Dia meletakkannya di depan Aren. Lalu menatap lurus ke mata Aren… dan pergi.

Aren dan Hilda membisu.

Hilda bersuara duluan. “Itu tadi... hadiah, ya?”

Aren mengangguk. “Sepertinya... iya.”

Di sisi daun itu ada bekas cakaran tiga garis, simbol khas dari kontrak familiar. Dan hanya mereka yang diakui oleh kucing summon akan mendapatkannya.

Sore itu, Aren dipanggil oleh ayahnya ke ruang utama.

Ganja duduk di atas bantal, membaca surat dengan stempel merah dari klan Uzumaki.

“Aren. Besok kau akan ikut misi pengawalan kecil. Seorang anak dari klan Uzumaki akan datang untuk studi klan di sini. Kau dan beberapa anak Uchiha lain akan mengawalnya dari perbatasan selatan.”
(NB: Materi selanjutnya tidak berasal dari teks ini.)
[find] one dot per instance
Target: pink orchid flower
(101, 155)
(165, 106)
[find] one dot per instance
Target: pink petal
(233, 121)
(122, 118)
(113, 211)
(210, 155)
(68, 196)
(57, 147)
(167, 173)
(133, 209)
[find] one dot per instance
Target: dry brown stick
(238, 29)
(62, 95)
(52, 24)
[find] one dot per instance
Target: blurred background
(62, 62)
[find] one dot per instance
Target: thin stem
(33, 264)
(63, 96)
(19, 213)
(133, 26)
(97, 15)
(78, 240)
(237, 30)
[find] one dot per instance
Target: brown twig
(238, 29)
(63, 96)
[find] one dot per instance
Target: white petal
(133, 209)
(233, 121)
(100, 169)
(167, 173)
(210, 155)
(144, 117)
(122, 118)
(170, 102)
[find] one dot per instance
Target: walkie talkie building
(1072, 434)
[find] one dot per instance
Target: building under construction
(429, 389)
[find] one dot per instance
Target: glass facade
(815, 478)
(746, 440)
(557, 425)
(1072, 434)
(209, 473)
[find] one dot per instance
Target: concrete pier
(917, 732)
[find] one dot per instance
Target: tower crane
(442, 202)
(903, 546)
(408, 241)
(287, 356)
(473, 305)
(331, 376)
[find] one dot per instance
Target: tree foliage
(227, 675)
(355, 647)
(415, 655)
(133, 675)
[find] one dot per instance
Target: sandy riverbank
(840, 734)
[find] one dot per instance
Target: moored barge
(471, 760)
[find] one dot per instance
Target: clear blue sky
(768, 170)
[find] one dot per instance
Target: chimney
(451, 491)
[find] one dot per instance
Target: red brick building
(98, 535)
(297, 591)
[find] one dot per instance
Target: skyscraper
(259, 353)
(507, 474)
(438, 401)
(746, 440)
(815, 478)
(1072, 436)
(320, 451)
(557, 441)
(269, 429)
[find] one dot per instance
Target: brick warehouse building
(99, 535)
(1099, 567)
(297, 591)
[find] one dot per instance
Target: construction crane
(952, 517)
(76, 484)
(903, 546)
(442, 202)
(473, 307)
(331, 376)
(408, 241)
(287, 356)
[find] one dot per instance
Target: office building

“Siapa anak itu?” tanya Aren.

“Namanya Uzumaki Kaito. Katanya dia... agak sulit diajak bicara. Tapi bukan masalah. Kau akan belajar sesuatu dari dia. Atau sebaliknya.”

Aren diam. Mengangguk. Merasa dadanya tegang lagi. Tapi… semangat juga.

“Di dunia ini, tak ada kekuatan yang sia-sia. Bahkan kebohongan kecil... bisa menjatuhkan gunung.”